Гетол огляделся по сторонам. Бесконечные холмы, безбрежное небо, холодный, мёртвый воздух. Кости. Неповреждённая бровь яггута приподнялась.
– Впрочем, я оценил шутку, Худ. Ха-ха. Тут ты меня подловил. Ха-ха. А теперь мне позволено уползать восвояси. Прочь с твоей службы, на волю. Да будет так.
Яггут открыл свой Путь, всмотрелся в возникший портал, ведущий в холодный, безветренный мир Омтоз Феллака.
– Теперь я тебя знаю, Худ. Я знаю кто – что́ – ты такое. Изысканная ирония – отражение твоей сущности. Интересно, а ты-то сам знаешь, кто я?
Гетол шагнул на Путь. Привычные холодные объятия ослабили боль, огнём терзающую лицо. Отвесные, изломанные ледяные стены по обе стороны озарили путника голубовато-зелёным светом. Яггут остановился и принюхался. Ни смрада имассов, ни признаков вторжения, но разлитое вокруг могущество казалось ослабленным, повреждённым миллионами разломов, порождённых дерзостью т’ланов.
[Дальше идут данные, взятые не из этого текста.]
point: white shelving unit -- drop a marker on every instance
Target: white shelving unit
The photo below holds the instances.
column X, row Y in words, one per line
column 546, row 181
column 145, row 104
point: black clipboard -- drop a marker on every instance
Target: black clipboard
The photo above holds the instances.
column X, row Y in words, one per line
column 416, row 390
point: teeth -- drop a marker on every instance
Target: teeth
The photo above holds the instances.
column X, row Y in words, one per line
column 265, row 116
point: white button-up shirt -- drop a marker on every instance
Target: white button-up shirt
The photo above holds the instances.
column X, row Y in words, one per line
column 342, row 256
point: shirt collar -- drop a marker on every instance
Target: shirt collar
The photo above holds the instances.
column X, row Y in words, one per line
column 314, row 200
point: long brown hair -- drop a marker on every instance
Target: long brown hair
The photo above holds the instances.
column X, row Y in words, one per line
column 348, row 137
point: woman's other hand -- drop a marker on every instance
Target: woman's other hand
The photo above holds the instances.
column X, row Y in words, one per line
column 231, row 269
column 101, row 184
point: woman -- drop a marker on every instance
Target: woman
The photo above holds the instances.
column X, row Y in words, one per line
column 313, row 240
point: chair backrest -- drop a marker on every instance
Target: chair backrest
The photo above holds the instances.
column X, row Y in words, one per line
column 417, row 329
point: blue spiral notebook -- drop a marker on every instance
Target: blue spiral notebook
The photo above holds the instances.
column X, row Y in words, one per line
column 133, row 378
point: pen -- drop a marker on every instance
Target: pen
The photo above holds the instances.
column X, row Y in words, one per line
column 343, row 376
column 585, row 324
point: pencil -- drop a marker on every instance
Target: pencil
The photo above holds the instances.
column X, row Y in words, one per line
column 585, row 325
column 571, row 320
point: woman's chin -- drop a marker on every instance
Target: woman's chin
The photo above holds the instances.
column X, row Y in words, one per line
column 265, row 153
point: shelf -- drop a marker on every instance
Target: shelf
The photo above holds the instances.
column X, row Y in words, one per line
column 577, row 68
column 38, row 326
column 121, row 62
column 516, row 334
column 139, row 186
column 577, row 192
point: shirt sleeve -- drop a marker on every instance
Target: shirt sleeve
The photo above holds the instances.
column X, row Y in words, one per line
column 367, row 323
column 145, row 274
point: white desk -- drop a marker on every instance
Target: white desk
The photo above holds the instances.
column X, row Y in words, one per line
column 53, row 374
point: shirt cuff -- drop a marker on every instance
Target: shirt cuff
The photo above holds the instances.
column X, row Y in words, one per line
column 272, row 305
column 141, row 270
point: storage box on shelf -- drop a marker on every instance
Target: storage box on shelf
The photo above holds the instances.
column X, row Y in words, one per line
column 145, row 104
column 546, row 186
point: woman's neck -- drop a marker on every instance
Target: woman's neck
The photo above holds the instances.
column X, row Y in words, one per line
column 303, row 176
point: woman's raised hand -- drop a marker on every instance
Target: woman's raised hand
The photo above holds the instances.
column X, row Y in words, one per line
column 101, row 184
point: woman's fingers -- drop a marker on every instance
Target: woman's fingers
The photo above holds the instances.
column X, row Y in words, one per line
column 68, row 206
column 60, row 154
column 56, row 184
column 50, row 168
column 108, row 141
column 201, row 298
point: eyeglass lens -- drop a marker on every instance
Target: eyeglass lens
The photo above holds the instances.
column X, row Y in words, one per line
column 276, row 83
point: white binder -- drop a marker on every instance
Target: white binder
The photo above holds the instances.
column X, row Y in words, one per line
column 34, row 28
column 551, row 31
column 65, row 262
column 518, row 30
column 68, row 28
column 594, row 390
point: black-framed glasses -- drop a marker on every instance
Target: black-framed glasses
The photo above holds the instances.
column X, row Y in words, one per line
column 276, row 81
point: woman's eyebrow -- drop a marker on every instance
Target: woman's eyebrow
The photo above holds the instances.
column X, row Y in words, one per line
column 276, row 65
Как и сами яггуты, Омтоз Феллак умирал. Медленной мучительной смертью.
– О, дружище, – прошептал Гетол, – скоро нам конец. Мы с тобой падаем… в небытие. Вот простая истина. Дам ли я волю своему гневу? Нет. К тому же одного гнева будет мало. Всегда было мало.
Гетол шёл вперёд меж стен обратившейся в лёд памяти, которая уже начала разлагаться; они придвигались всё ближе, смыкались вокруг яггута.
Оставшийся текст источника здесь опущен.